An AI system capable of achieving goals in the common-sense world will have to reason about what it and other actors can and cannot do. For concreteness, consider a robot that must act in the same world as people and perform tasks that people give it. Its need to reason about its abilities puts the traditional philosophical problem of free will in the following form. What view shall we build into the robot about its own abilities, i.e. how shall we make it reason about what it can and cannot do? (Wishing to avoid begging any questions, by reason we mean compute using axioms, observation sentences, rules of inference and nonmonotonic rules of conjecture.)
Let A be a task we want the robot to perform, and let B and C be alternate intermediate goals either of which would allow the accomplishment of A. We want the robot to be able to choose between attempting B and attempting C. It would be silly to program it to reason: ``I'm a robot and a deterministic device. Therefore, I have no choice between B and C. What I will do is determined by my construction.'' Instead it must decide in some way which of B and C it can accomplish. It should be able to conclude in some cases that it can accomplish B and not C, and therefore it should take B as a subgoal on the way to achieving A. In other cases it should conclude that it can accomplish either B or C and should choose whichever is evaluated as better according to the criteria we provide it.
(McCarthy and Hayes 1969) proposes conditions on the semantics of any formalism within which the robot should reason. The essential idea is that what the robot can do is determined by the place the robot occupies in the world--not by its internal structure. For example, if a certain sequence of outputs from the robot will achieve B, then we conclude or it concludes that the robot can achieve B without reasoning about whether the robot will actually produce that sequence of outputs.

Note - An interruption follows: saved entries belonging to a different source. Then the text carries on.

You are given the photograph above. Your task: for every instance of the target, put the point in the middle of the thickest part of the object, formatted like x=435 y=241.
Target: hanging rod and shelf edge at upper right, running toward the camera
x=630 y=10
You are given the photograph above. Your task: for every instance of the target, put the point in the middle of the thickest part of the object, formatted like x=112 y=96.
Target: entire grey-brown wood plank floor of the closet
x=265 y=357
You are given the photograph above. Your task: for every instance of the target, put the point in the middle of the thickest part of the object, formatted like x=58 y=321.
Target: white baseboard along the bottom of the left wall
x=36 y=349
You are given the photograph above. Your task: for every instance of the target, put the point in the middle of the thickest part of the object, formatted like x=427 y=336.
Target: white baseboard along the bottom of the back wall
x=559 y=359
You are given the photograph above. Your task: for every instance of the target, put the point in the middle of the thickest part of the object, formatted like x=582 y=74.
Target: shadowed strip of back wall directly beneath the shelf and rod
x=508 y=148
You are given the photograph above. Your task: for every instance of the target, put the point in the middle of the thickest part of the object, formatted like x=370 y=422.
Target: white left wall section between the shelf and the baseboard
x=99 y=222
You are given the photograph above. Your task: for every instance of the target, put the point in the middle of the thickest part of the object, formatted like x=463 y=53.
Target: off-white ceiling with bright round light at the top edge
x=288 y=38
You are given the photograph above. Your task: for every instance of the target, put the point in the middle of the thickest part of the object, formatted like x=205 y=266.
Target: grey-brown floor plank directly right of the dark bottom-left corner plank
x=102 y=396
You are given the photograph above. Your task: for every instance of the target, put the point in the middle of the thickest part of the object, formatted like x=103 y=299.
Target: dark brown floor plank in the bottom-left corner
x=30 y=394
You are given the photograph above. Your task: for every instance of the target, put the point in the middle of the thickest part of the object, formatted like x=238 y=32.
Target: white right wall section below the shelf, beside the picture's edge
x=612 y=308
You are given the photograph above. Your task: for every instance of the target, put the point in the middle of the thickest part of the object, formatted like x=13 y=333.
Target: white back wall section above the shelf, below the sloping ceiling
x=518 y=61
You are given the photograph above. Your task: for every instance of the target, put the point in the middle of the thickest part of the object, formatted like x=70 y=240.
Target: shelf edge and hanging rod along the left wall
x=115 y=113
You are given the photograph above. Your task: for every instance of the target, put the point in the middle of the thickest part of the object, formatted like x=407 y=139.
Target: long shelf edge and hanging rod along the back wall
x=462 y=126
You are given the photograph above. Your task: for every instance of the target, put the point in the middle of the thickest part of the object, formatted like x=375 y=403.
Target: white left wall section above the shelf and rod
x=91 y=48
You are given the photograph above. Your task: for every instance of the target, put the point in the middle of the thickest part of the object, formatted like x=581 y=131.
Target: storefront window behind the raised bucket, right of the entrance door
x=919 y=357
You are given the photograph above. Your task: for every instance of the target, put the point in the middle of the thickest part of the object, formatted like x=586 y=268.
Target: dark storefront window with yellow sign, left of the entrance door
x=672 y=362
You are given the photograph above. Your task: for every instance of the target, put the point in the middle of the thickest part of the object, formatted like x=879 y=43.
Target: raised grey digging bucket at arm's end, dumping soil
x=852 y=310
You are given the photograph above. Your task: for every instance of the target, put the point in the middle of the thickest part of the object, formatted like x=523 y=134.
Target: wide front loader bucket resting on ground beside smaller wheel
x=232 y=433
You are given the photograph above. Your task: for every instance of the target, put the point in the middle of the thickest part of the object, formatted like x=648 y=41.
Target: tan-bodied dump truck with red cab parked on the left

Our contention is that this is approximately how any system, whether human or robot, must reason about its ability to achieve goals. The basic formalism will be the same, regardless of whether the system is reasoning about its own abilities or about those of other systems including people.
The above-mentioned paper also discusses the complexities that come up when a strategy is required to achieve the goal and when internal inhibitions or lack of knowledge have to be taken into account.